Money was not an object with this family, Garnett said.

"They didn't care what anything cost," he said. "They just wanted to have the experience, and they were thrilled with everything."

Both Garnett and Lacroix like cruise ships because disabled passengers only have to unpack their paraphernalia once but can still see several destinations.

"The rule of thumb is, the newer the vessel, the more accessible it is," Garnett said.

However, river cruises remain something of an emerging market for the disabled, he said. River cruise ships don't all have elevators, and they sometimes dock alongside another vessel, which means you might be traveling on an accessible vessel but have to get to the port through a vessel that's not accessible.

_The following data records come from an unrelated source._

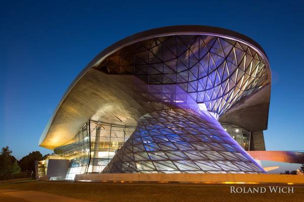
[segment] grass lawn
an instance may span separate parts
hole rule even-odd
[[[232,186],[244,186],[242,185]],[[268,185],[261,185],[267,186]],[[273,186],[273,185],[272,185]],[[256,186],[255,185],[250,187]],[[230,193],[230,185],[22,182],[0,189],[44,191],[97,201],[304,201],[304,187],[294,193]]]

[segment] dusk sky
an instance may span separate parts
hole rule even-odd
[[[17,159],[52,153],[38,146],[40,136],[69,85],[100,52],[138,32],[176,25],[222,27],[257,42],[272,73],[266,149],[304,149],[301,1],[89,2],[1,4],[0,147],[9,145]]]

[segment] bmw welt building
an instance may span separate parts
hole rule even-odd
[[[135,34],[71,84],[40,138],[55,155],[37,173],[265,173],[256,160],[267,156],[259,153],[271,86],[265,52],[241,34],[202,26]]]

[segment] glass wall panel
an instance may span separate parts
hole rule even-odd
[[[66,179],[75,175],[100,173],[135,129],[90,120],[70,141],[54,153],[70,160]]]
[[[245,150],[249,150],[251,132],[235,125],[220,123],[224,130],[230,135]]]

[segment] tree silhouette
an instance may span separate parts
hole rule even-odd
[[[12,156],[12,153],[8,146],[2,147],[0,153],[0,177],[2,178],[5,179],[6,176],[9,175],[12,178],[14,175],[20,172],[20,167],[16,158]]]

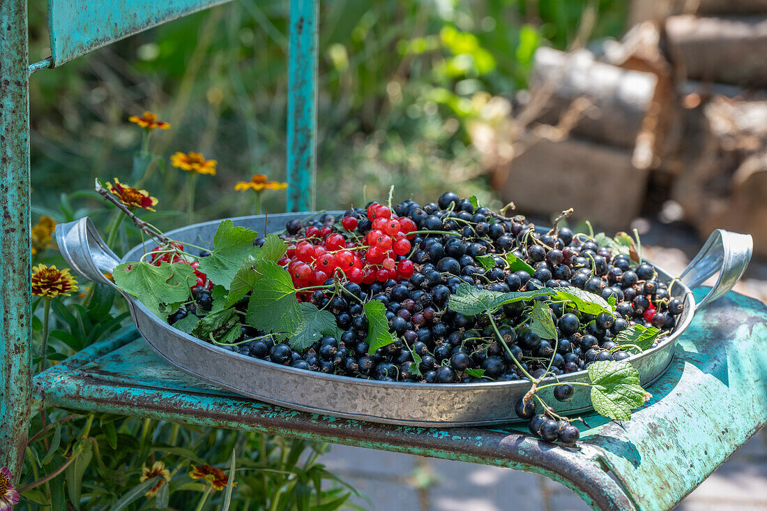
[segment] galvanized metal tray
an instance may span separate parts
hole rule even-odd
[[[308,213],[241,217],[235,225],[259,233],[275,232],[294,218]],[[211,246],[220,221],[184,227],[169,237],[201,247]],[[70,267],[84,277],[114,287],[104,276],[121,262],[137,260],[151,245],[138,245],[120,260],[102,241],[87,218],[56,227],[56,240]],[[683,300],[684,311],[671,335],[651,350],[627,359],[639,371],[643,386],[663,373],[673,356],[676,340],[696,311],[731,290],[743,274],[752,251],[751,236],[715,231],[673,286],[671,294]],[[672,277],[656,267],[659,278]],[[690,290],[719,272],[716,285],[696,304]],[[478,426],[519,420],[514,403],[530,388],[529,382],[413,383],[380,382],[325,374],[281,366],[219,348],[173,328],[150,313],[134,297],[123,293],[133,321],[147,343],[169,363],[215,385],[261,401],[334,416],[408,426]],[[588,382],[586,371],[562,375],[558,380]],[[591,409],[588,392],[576,391],[570,403],[556,401],[551,389],[542,397],[561,413],[577,414]]]

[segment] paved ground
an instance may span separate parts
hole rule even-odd
[[[643,244],[647,244],[644,257],[670,274],[680,274],[702,241],[683,224],[653,223],[647,227],[642,236]],[[767,261],[753,261],[736,290],[767,302]],[[589,509],[562,485],[524,472],[344,446],[334,446],[323,463],[376,503],[356,499],[354,503],[364,509]],[[677,509],[767,509],[767,428],[732,455]]]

SNG is talking to one river cruise line in an effort to identify itineraries that are accessible.

Debra Kerper, owner of Easy Access Travel (www.easyaccesstravel.com), said it's important to look at the whole picture. A cruise ship might be accessible, but you have to check out each port of call to make sure there's a way for your clients to get into them. And a wheelchair-accessible cabin is not the same on all ships.

This is a specialty that has a certain amount of heartbreak built into it. Kerper said she knows that some of the trips she books for clients are going to be the last they'll take with their families. The memories created on these trips are probably going to be some of the last these families will have with their loved ones.

Lacroix recently lost a client, a 22-year-old with multiple sclerosis, who had gone on a cruise with her in April. At one point he was moved from his wheelchair into a beach chair and then into the water, where staff put him into a life jacket so he could float freely in the water.

"We fulfilled one of his dreams," Lacroix said. "We took him into the ocean."